Ich hatte allerdings eigene Daten, die mir niemand hätte ausreden können. So befand sich unter den Profifußballern der Bundesliga kein einziger, der kurzsichtig wäre. Ich hatte immerhin 70% aller damaligen Spieler erfasst, Kaiser und Meyer Sepp eingeschlossen. Kein Wunder, denn man wird in jungen Jahren als Fußballtalent entdeckt, so man Talent hat. Mit Brille beim Talentschuppen aufgenommen zu werden, wäre eher ein Wunder, vom Arzt Kontaktlinsen verschrieben zu bekommen, wäre wohl ein größeres. In krassem Gegensatz standen die Zahlen von jungen Studenten, die zu etwa 50% kurzsichtig waren. Ich hatte dazu ca. 300 befragt, die zu einem Versuch in die Uni gekommen waren. Hingegen waren von ca. 1.000 Zuschauern im Fußballstadion gerade mal 40% überhaupt Brillenträger, viele mit Altersweitsichtigkeit. Später befragte ich ca. 2.000 Menschen, die am Computer arbeiteten. Je nach Berufsgruppe waren 50% bis 70% Brillenträger, die meisten aber eher weitsichtig.

Also mit der Kurzsichtigkeit war wohl Essig? So kann man es leider nicht sagen. Denn damals hatten die Menschen eine Wahl, falls sie Augenbeschwerden am Bildschirm bekamen. Man konnte sich einen anderen Beruf aussuchen. Heute kann man nicht einmal mehr im Privatleben ohne einen Bildschirm auskommen. Wer es nicht glaubt, gucke sich mal in der U-Bahn oder im Bus rum! Werden wir nu weitsichtig, wie meine Zahlen vermuten ließen? Oder haben meine Zahlen mit den Studenten eine Aussagekraft?

Wie dem auch sei. Die Frage der Kurzsichtigkeit und die Nutzung von elektronischen Monitoren beschäftigt viel mehr Leute als einst. Warum sollen die Kids, die vom Daddeln einen kaputten Daumen holen (echt), so nebenbei auch noch kurzsichtig werden? Damit beschäftigt sich die Zeitschrift LUX vom 26. März.
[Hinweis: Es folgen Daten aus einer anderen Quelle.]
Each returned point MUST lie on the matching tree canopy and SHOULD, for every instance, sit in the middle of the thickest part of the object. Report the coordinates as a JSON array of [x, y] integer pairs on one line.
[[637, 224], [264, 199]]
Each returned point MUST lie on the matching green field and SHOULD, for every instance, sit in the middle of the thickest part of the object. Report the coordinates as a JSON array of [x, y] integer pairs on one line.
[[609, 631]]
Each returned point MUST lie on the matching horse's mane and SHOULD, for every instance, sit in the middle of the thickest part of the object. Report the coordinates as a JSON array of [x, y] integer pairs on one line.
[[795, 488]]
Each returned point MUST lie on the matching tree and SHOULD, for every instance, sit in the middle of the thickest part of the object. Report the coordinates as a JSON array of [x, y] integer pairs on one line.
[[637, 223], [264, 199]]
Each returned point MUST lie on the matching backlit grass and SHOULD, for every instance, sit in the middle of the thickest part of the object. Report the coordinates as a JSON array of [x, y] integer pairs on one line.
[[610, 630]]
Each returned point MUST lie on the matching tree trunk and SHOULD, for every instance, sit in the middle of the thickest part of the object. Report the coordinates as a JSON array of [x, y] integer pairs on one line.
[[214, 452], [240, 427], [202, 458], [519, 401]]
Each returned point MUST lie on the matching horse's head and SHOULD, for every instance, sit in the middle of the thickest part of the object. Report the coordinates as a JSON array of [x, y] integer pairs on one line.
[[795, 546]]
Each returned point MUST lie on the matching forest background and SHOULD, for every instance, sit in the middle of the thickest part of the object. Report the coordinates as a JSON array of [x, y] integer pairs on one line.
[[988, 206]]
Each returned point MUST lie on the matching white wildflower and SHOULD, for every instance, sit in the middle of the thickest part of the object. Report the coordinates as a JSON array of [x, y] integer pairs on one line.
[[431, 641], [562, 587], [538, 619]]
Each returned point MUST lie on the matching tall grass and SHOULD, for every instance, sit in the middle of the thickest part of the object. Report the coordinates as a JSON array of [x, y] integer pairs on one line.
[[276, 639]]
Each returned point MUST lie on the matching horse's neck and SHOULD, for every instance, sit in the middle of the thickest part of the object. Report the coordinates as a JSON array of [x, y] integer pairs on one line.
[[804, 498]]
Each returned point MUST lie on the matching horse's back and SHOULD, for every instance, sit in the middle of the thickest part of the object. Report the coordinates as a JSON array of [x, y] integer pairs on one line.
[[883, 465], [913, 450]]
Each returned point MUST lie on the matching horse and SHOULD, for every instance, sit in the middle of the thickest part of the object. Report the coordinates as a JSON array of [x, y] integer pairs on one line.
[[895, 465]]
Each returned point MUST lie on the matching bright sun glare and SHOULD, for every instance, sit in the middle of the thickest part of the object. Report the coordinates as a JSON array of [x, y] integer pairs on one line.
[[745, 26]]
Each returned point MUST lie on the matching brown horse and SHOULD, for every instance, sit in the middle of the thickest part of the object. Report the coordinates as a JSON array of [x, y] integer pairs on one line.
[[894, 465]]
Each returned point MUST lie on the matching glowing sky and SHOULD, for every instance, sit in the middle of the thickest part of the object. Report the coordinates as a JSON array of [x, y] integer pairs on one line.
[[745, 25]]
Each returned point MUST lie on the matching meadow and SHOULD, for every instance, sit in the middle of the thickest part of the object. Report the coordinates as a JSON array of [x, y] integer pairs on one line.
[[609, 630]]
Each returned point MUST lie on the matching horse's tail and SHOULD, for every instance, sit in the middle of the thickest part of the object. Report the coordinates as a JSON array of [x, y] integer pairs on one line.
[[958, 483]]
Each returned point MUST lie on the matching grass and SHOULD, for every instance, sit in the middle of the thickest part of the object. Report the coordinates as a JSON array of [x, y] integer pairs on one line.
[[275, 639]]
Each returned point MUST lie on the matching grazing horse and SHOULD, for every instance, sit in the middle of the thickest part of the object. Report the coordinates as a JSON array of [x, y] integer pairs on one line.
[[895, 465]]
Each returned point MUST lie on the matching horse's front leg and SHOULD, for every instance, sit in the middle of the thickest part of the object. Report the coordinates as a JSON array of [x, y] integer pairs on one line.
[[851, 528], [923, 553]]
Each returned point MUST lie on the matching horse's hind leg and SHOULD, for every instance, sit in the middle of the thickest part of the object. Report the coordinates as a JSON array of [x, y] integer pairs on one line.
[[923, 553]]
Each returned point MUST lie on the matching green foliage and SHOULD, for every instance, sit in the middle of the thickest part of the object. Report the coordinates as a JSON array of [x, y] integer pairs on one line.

Sie gibt Vorstellungen von dem Forscher Richard Hobday wieder, der behauptet, dass die Beleuchtung von den Schulen die Kinder kurzsichtig macht. (Zu lesen hier.) Die Ärztezeitung hatte das Thema aber schon vor 10 Jahren behandelt (zu lesen hier). Die Überschrift "Der PC ebnet der Kurzsichtigkeit den Weg". Andere folgten später, so z.B. Focus mit "Risiko am Bildschirm - PC macht kurzsichtig". Das waren nur wenige Stunden später, noch im Mai 2005. Da liest man auch, dass fast zwei Drittel der Deutschen Brillenträger seien. Im Jahr 2013 warnte der britische Chirurg David Allamby vor Smartphones, die kurzsichtig machen (hier). Da darf RTL nicht fehlen, so hieß es beim Gesundheitsmagazin vom 19.09.1914: "Kurzsichtigkeit: Wegen Smartphone und Co. immer mehr Menschen betroffen" (da).

   
Das ist kein kleiner Volksaufstand gegen die einstige Expertenmeinung. eher ein großer … Entweder haben wir eine Volkskrankheit im Anmarsch oder vielleicht schon am Hals oder der Presse muss man neue Brillen verpassen. Was machen aber unsere Politiker? Kurzsichtig durch Simsen?